Seasonal Affective Disorder affects quite a few people, and it’s interesting that using a bright lamp to combat it also helps with regular (non-seasonal) depression. Jorden Pearson reports at Motherboard:
There’s a familiar ritual for people suffering from seasonal affective disorder, or SAD, a very real condition that leaves people feeling depressed in the slushy depths of winter: you wake up, the world still dark and frigid, and you flip on a little lamp that tricks your brain into thinking you’re absorbing sunlight. It’s a treatment with some serious techno-dystopian vibes, yet research has shown for decades that it works.

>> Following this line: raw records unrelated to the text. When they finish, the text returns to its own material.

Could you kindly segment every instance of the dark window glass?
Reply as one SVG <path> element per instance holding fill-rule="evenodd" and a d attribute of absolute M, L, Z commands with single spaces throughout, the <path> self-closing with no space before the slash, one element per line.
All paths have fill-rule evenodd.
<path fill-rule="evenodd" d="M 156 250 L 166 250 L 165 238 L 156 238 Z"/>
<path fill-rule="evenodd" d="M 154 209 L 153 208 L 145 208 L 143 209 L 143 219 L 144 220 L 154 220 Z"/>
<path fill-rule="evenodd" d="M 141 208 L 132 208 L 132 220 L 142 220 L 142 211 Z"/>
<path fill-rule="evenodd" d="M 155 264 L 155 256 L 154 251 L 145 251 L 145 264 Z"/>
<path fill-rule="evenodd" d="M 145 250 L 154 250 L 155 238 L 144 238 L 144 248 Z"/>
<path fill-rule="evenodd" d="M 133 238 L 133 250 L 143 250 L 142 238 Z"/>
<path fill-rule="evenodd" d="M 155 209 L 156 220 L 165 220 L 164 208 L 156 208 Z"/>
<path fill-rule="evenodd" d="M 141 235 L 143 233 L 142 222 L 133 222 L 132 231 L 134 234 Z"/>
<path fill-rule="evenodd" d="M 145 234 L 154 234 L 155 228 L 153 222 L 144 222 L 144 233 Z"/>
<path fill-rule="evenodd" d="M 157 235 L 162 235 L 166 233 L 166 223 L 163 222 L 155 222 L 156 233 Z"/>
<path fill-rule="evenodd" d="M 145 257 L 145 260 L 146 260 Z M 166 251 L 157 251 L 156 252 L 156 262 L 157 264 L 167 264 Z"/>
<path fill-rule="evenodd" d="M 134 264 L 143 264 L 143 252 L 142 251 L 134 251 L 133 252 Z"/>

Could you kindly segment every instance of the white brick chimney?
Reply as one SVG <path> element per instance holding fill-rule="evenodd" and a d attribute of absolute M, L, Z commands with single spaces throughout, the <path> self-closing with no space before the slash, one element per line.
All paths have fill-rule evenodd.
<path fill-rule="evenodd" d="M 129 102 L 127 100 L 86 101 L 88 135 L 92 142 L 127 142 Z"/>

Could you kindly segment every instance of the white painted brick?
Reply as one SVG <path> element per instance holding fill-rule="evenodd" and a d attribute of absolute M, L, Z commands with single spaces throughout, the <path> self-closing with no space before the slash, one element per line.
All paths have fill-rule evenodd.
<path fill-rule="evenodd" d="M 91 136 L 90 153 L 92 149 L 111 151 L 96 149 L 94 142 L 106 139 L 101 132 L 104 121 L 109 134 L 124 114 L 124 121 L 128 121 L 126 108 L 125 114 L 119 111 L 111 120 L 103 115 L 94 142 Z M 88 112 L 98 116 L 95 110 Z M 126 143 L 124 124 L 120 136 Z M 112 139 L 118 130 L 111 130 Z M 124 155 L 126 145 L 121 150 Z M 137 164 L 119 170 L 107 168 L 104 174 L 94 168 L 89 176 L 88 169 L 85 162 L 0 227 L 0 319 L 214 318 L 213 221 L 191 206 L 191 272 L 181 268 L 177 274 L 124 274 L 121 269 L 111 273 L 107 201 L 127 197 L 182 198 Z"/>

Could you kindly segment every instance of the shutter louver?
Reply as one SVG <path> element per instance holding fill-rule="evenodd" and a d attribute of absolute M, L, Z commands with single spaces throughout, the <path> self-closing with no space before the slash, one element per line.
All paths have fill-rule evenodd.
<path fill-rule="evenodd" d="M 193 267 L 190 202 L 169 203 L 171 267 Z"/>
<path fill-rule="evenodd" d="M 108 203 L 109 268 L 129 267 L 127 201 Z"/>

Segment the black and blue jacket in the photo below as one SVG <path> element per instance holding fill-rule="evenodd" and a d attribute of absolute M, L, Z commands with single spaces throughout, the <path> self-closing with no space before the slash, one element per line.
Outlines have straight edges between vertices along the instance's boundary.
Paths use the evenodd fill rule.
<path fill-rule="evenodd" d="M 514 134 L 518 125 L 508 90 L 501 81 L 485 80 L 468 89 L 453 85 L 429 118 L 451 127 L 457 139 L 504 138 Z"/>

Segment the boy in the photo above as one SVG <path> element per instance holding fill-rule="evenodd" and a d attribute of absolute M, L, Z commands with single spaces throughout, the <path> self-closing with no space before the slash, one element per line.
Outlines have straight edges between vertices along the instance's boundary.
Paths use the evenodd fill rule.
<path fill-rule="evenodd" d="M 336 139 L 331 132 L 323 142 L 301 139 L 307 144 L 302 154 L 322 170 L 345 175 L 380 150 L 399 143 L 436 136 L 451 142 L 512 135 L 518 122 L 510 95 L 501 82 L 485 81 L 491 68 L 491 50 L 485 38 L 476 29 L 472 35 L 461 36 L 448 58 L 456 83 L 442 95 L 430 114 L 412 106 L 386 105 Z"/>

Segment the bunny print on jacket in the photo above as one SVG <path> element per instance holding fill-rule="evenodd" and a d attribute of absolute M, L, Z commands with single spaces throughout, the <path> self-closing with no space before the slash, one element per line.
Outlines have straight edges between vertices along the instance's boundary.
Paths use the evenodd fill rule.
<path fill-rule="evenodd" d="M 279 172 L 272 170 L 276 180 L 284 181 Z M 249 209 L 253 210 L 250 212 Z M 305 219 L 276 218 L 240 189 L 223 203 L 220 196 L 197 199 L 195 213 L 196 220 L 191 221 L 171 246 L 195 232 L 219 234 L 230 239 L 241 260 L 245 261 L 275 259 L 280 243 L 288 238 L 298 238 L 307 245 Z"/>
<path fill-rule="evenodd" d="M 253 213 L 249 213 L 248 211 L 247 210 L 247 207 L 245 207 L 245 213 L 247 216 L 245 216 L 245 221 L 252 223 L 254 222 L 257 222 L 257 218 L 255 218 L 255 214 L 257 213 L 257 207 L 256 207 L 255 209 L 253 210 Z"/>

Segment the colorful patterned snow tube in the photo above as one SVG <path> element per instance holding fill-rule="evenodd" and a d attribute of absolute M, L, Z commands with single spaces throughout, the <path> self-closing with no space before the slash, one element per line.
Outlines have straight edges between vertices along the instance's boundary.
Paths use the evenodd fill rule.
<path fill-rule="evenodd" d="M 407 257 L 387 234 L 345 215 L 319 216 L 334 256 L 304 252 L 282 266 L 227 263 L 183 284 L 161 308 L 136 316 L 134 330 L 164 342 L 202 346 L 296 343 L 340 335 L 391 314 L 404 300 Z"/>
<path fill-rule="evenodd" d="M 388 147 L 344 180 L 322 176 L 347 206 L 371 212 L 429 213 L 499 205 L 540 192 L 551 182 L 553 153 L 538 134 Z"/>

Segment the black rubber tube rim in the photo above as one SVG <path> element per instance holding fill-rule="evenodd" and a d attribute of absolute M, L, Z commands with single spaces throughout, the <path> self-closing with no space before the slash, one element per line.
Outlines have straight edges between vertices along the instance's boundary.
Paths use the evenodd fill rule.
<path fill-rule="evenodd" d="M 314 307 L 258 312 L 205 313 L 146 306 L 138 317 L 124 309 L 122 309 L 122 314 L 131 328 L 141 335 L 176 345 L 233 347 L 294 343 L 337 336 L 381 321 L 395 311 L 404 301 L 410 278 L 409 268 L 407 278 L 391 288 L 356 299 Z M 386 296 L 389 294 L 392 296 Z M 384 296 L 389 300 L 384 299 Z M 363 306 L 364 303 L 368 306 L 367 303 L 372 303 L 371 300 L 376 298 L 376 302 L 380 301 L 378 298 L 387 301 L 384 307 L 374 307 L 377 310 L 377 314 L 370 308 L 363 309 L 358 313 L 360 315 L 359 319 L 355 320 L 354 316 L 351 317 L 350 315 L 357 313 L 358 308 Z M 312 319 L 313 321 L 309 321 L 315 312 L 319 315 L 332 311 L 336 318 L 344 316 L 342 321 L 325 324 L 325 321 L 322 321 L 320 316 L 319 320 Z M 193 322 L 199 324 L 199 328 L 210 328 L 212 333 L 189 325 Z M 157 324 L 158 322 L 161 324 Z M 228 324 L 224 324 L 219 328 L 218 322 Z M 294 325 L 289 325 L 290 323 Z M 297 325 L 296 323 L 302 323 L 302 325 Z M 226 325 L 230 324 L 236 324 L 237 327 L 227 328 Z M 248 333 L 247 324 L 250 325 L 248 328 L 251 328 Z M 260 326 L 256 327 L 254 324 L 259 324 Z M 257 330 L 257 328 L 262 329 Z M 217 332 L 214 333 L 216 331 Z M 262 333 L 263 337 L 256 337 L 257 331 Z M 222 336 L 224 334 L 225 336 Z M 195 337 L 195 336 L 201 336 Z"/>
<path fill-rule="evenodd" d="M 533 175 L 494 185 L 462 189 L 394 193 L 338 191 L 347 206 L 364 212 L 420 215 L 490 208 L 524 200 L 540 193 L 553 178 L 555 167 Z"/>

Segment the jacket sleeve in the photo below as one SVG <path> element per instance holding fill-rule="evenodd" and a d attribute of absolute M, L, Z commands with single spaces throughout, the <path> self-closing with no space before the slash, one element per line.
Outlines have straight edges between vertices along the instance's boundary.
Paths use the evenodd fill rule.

But according to new research, those dorky little lamps aren’t only useful for people with SAD. In a study that tested the efficacy of SAD lightboxes alongside antidepressants on people with non-seasonal depression, researchers at the University of British Columbia concluded that those little lamps can help with regular old non-winter related clinical depression, too.
“We always think of seasonal depression as a different type of depression for all kinds of good reasons, so people haven’t considered light therapy as a way to treat non-seasonal depression,” Dr. Raymond Lam, the psychiatrist at the University of British Columbia who led the study, told me over the phone. “We thought it was time for a good study, so that’s what we did.”
Although some of the earliest studies on the effectiveness of SAD lamps involved people without SAD itself, these studies were small—just seven subjects, in some cases—and unsatisfactory, Lam said.
The study, published on Wednesday in JAMA Psychiatry, split 121 subjects into four test groups. The first group got the lamp with a placebo antidepressant, the second got the lamp with a real pill, the third group used a switched-off negative ion generator—effectively a placebo, since it’s hard to fake light—and an antidepressant, and the final group got a real negative ion generator with a fake pill.
Negative ion generators are machines that fill the air with electrically-charged air molecules, which supposedly have an effect that may help with depression. But for the purposes of this study, Lam said, they just had to look fancy and make a nice noise.
After eight weeks of treatment, subjects with the real lamp and fake pills reported feeling much better, while those with the lamps and real pills reported feeling the best out of all the groups. Sorry, folks with ion generators. . .
Light boxes for treating SAD have come down a lot in price over the past several years.